Sunday, May 9, 2021

Happy Mother's Day


I have a memory that constantly disappoints. I know there is nothing particularly special about this problem. I also know a slowly eroding memory is a fact of life. Neither of these truths bring me much comfort. While, ironically, I have a great brain for trivia--facts and tidbits that are, by definition, useless--the things I truly want to hold onto, the sound of a loved one’s laugh, the moments of truth and joy and love that make a life significant, slip away from me like sand between my fingers. Maybe it’s because, unlike trivia, those truly significant things are significant because they touch something beyond the concrete. Brushing up against these raw and eternal forces gives us a glimpse of what feels like capital-T Truth, but they elude being tied up into a tidy box for convenient recall.

I think this is why I’m really into quotes. A good quote can capture the essence of those special moments, and can carry so much weight on the frame of a few words. They aren’t memories, but they can serve as an anchor that brings me back to inhabit specific moments that “rhyme with God,” when things feel real and true. A bite-sized antidote to my leaky memory.

I’m sitting in a hospital room when I come across this one from the poet Mary Oliver:

“Ten times a day something happens to me like this - some strengthening throb of amazement - some good sweet empathic ping and swell. This is the first, the wildest, and the wisest thing I know: that the soul exists, and is built entirely out of attentiveness.”

I am in a hospital room because my wife is about to give birth to our son. I have time to read and discover that quote because she has just been induced and we are blissfully unaware of how painfully early in the birth process we actually are. I even have time to text the quote to my sister.

I am not as dumb as I look, so I will not complain about how hard the birth of our child is for little old non-uterus-having me. Except maybe one thing: I have never felt so profoundly inadequate as a human being as I do at my wife’s side during the birth of our son. There are certainly things you can do wrong as the father at the bedside, like describing anything you’re witnessing as either “easy” or “gross.” There is very little you can do right. You are there, but this is not your show. At best, your presence is noted and appreciated. So in between fetching cups of vegetable broth or half-heartedly trying to distract Sarah with the crappy crossword book that I bought from the hospital gift shop (which unforgivably reused clues from puzzle to puzzle, and maybe I’m still salty about that), I have little to do but be attentive. Attentive to the woman who had already done so much, and is now wringing every ounce of strength from her body to bring a new life into the world.
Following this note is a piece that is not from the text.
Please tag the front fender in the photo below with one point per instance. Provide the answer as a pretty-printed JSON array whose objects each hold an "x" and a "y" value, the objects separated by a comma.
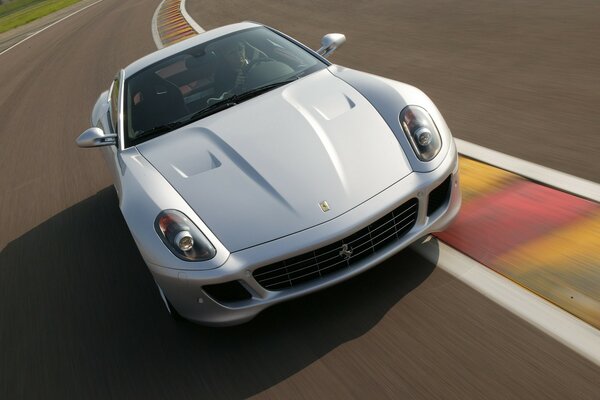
[{"x": 389, "y": 97}]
Attentive to the fear in her eyes as we try to navigate confusing conversations with a rotating cast of medical professionals. To her determination as she just keeps going, somewhere past exhaustion and despair. And eventually, 40 (!!!) hours later, to the tiny, amazing, oh-so-nerve-wrackingly fragile creature that is our son. Hi, Paul.

The trials and exhaustion of new parenthood make attentiveness feel like an unattainable luxury. Like the New Year’s resolution I once made to run a mile in under six minutes, the idea quickly gets placed on the shelf where I keep my other naive aspirations.I grow to accept the paradox of being bombarded with profoundly amazing moments but being uniquely unable to appreciate them between diaper blowouts and “are you sure he’s eating enough?” After days spent just trying to keep the dang boy alive, and nights of waking up every 30 minutes to obsessively check his breathing, I have little motivation to reflect and steep in amazement. Maybe I should be writing poetry, but instead I appreciate the rare minutes I can steal to zone out next to Sarah on the couch, both of us flipping through our phones.
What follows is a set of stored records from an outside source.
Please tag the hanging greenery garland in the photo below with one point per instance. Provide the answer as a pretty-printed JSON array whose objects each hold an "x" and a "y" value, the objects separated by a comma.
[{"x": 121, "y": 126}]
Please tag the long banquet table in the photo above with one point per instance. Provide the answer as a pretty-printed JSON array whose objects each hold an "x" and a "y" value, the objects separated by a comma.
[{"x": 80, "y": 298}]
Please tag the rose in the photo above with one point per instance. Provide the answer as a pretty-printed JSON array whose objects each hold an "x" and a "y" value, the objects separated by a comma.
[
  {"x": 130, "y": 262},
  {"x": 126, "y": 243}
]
And then one night, a few months in, after another long day, I watch Sarah rock our son to sleep in her arms. Tightly swaddled and snug in her arms, he begins to drift off. I am extremely ready for him to fall asleep. With his bedtime would come our roughly 30-minute window to approximate relaxation and feign normalcy before we crashed ourselves. But going down quickly is not part of his plan. Just as his eyelids start sliding downward, he glances up and seems to suddenly remember where he is. Seeing the beautiful, enraptured face of his mom staring down at him, the realization dawns on him: “Wow! Mom’s here!” His eyes pop open, followed closely by a broad toothless smile unfurling across his face. Not ready for bed yet. Mom’s here. After this burst of excitement, drowsiness creeps in again, eyelids droop, his face relaxes….oh wait! Mom’s here! Wow! And the eyes pop open and the smile unfurls and here we go again.
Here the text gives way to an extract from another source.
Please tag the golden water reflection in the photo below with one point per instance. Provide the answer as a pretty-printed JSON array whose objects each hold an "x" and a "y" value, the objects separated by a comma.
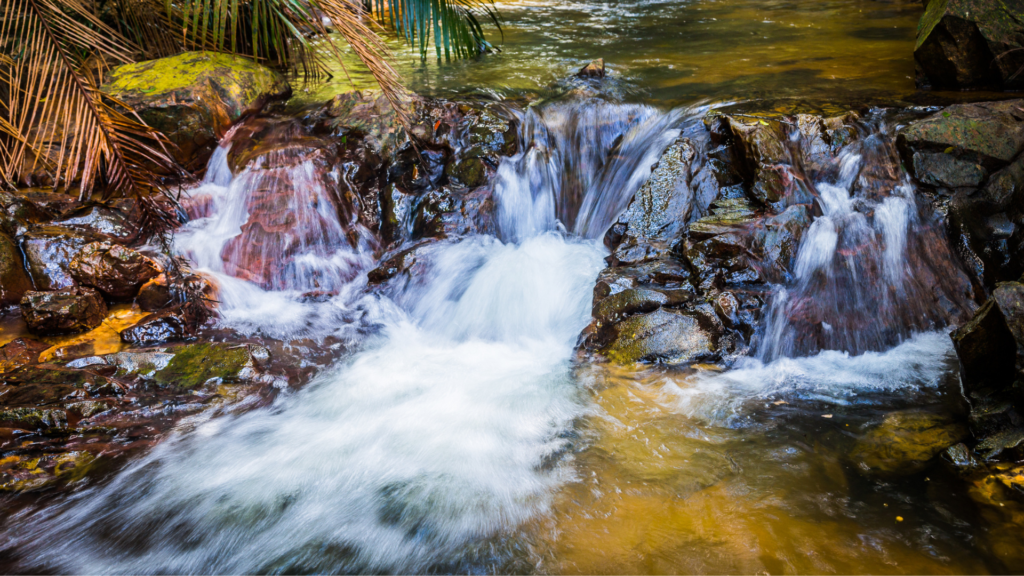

And so they go for several minutes, mother and son lost in each other’s eyes, love drunk. Both tired, but not so tired that they are willing to take their eyes off each other. Sleep can wait. This mom, who had given so much, who wasn’t sure she was ready to be a mom, who is such a mom, smiling down at our son as tears stream down her face. Right there.

And I feel a good sweet emphatic ping and swell--and know, in a way I have never known before, that the soul exists, and is built entirely out of attentiveness.